With the lyrical prose worthy of Dylan, piano chops of Elton, and a sound familiar to Randy Newman, Jesso Jr. proves that in a world of cliche there is still much hope for raw talented songsters. Though originally from North Van, it’s easy to close your eyes and imagine Tobias playing Greenwich Village circa 1969.
4. Viet Cong
Modern post-punk rock piece of art is an accurate way to describe Alberta-band Viet Congs’ most recent self-titled album.

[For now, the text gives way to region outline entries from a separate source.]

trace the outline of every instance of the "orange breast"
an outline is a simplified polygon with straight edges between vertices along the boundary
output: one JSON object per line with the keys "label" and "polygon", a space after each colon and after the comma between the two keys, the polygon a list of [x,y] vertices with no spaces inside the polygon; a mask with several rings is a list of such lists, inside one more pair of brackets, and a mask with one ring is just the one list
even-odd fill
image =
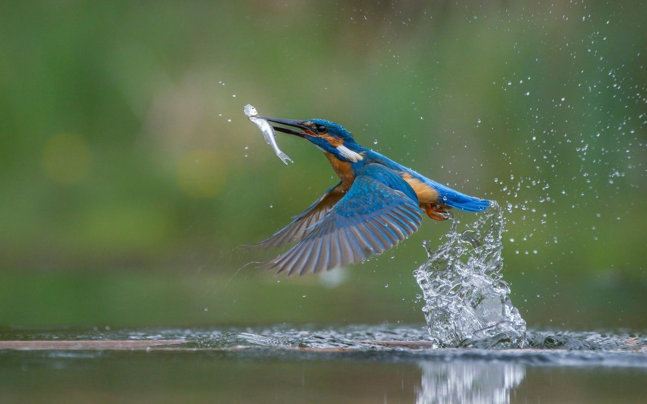
{"label": "orange breast", "polygon": [[353,185],[353,182],[355,180],[355,175],[353,172],[353,169],[351,168],[351,164],[348,162],[342,162],[335,157],[333,153],[326,153],[325,154],[325,156],[328,158],[328,161],[330,162],[330,165],[333,166],[333,169],[339,176],[339,179],[342,180],[344,185],[350,188],[351,186]]}
{"label": "orange breast", "polygon": [[411,186],[415,195],[418,196],[418,202],[421,206],[434,204],[438,200],[437,191],[420,180],[414,178],[408,173],[402,173],[402,179]]}

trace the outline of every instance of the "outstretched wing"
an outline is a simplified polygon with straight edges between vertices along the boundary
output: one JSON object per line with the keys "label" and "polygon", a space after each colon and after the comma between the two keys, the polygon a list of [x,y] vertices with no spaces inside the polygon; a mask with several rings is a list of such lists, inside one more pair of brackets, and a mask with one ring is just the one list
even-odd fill
{"label": "outstretched wing", "polygon": [[303,238],[309,228],[318,222],[326,213],[333,209],[344,195],[348,191],[348,187],[340,181],[337,185],[328,189],[319,199],[311,205],[305,211],[294,217],[294,220],[279,230],[271,237],[258,244],[244,246],[244,247],[264,247],[270,248],[278,247]]}
{"label": "outstretched wing", "polygon": [[267,264],[289,275],[360,262],[413,234],[422,220],[409,184],[383,165],[368,164],[303,240]]}

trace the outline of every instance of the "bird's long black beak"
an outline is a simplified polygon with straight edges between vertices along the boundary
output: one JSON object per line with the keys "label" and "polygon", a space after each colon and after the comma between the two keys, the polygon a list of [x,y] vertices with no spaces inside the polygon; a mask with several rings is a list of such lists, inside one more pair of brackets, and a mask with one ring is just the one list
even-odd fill
{"label": "bird's long black beak", "polygon": [[[279,118],[267,118],[265,116],[261,116],[263,119],[269,121],[270,122],[276,122],[276,123],[280,123],[281,125],[285,125],[287,126],[292,126],[293,127],[298,127],[300,129],[309,129],[308,127],[302,125],[301,121],[297,121],[293,119],[281,119]],[[302,138],[305,137],[305,133],[303,132],[300,132],[299,131],[295,131],[294,129],[291,129],[287,127],[282,127],[280,126],[272,125],[272,127],[274,128],[275,131],[278,131],[279,132],[283,132],[283,133],[289,133],[290,134],[294,134]]]}

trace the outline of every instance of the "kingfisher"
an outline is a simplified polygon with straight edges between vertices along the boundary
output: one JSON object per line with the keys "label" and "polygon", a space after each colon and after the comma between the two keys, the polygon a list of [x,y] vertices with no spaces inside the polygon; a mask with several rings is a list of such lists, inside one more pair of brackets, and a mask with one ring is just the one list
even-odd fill
{"label": "kingfisher", "polygon": [[265,262],[277,273],[303,275],[357,264],[393,248],[417,231],[424,213],[443,220],[452,207],[481,212],[490,206],[488,200],[452,189],[360,146],[334,122],[262,119],[272,122],[275,131],[316,145],[340,179],[291,223],[269,239],[248,246],[273,248],[296,242]]}

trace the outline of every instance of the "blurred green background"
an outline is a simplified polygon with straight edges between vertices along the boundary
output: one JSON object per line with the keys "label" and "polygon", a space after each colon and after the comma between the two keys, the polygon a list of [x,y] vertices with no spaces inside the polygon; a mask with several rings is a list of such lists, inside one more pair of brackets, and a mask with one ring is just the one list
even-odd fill
{"label": "blurred green background", "polygon": [[1,9],[0,325],[422,321],[411,272],[446,223],[322,275],[241,269],[336,182],[279,134],[284,165],[250,103],[509,206],[529,326],[647,327],[642,2]]}

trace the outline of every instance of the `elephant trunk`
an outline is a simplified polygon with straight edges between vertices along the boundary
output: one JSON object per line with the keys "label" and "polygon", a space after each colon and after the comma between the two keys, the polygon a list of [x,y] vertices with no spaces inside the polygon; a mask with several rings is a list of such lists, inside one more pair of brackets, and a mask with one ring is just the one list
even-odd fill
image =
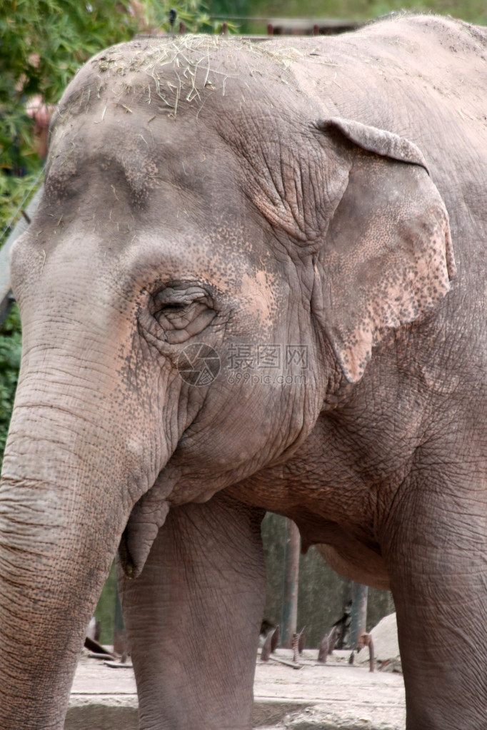
{"label": "elephant trunk", "polygon": [[64,727],[120,536],[155,479],[154,452],[165,460],[148,444],[142,468],[147,434],[137,414],[131,426],[118,415],[116,372],[93,367],[90,383],[66,347],[55,360],[36,351],[24,342],[0,483],[0,730]]}

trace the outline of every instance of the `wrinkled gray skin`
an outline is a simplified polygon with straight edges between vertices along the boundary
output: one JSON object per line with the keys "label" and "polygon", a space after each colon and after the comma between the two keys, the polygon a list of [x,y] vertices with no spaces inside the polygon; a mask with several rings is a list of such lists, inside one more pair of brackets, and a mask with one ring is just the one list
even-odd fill
{"label": "wrinkled gray skin", "polygon": [[119,545],[140,727],[249,730],[266,510],[391,585],[408,730],[485,727],[485,47],[157,39],[70,85],[12,258],[1,730],[63,727]]}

Their anti-conformant debut is the epitome of what post-punk should be; loud, unapologetic and daring.
5. Yukon Blonde
Are they rock? Are they power-pop? Yukon Blonde melds their synth and electricity so well you can’t tell. They are the chameleons of Canada’s indie pop rock, capable of anything. Yukon Blonde’s diversity accompanied by wild bass lines and gorgeous harmonies is insatiable to say the least. They create the kind of upbeat tunes fit for the 80s, suited for today.
6. Jon and Roy
There is no other band able to emit that British Columbia vibe like Jon and Roy. They’ve nailed down the grassroots Canadiana sound so well, sometimes with a little reggae flair. Listening to Jon and Roy is more than just listening to music, throw on some headphones and make it a therapeutic experience.
7. Andy Shauf
Andy Shauf creates soulful poetry. His performance at the Drake Hotel is proof enough displaying his unique sound complete with vowel-stretching drawl. Though technically from Saskatchewan, Shauf has amassed an impressive following in the West Coast underground indie folk rock scene.
It would be offensive to talk about the Canadian West Coast and not mention Mangan, the dude who has been crushing the Canadian music scene since the early 2000s. Recently he’s been sounding a little different, a little grittier but as purposeful and powerful as ever. Mangan’s prevalent baritone is unparalleled to anyone else in the game.